The regional climate model HIRHAM has been applied over the Asian continent from 0°N to 50°N and 42°E to 110°E to simulate the Indian monsoon circulation under past and present-day conditions. The model is driven at the lateral and lower boundaries by the atmospheric output fields of the global coupled Earth system model ECHAM5- JSBACH/MPIOM for 44-years-long time slices during the mid-Holocene and the preindustrial present-day climate. Simulations with a horizontal resolution of 50 km are carried out to analyze the regional monsoon patterns under different external solar forcing and climatic conditions. The focus is on the investigation of the HIRHAM simulated summer monsoon circulation and the comparison of the regional atmospheric circulation and precipitation patterns between the paleo- and the preindustrial climate. Due to mid-Holocene changes in the atmospheric circulation with a reduced and southward shifted monsoonal flow across Arabian Sea and Bay of Bengal, an increase of summer rainfall at the windward slopes of western and southern Himalayas as well as over southern India and decreased rainfall over central India appear which is in agreement with proxy-derived precipitation reconstructions.

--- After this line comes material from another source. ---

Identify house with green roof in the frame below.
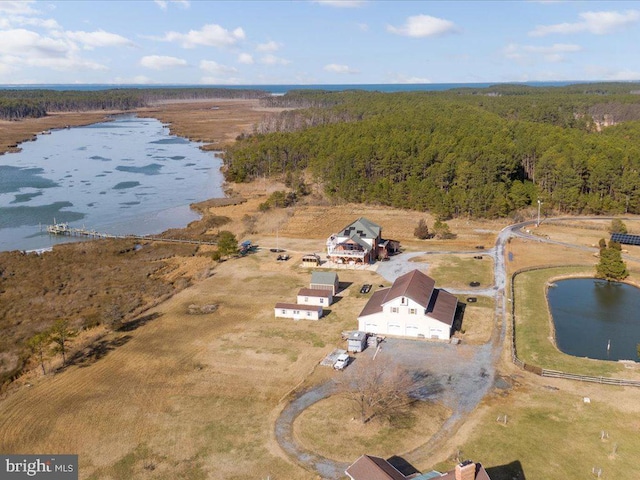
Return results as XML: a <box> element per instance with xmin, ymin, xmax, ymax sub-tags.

During the mid-Holocene as well as for the present-day climate the same driving mechanisms for the summer monsoon in extreme wet monsoon years related to regional SST anomalies in the Indian Ocean and convective processes can be verified. Positive (negative) SST anomalies in the northern Indian Ocean enhance (inhibit) the local convection associated with a deepening (weakening) of the low pressure and trigger wet (dry) rainfall anomalies.

Keywords: Mid-Holocene, Present-Day, Indian Summer Monsoon, Regional Climate Model, Extreme Rainfall, Reconstructions.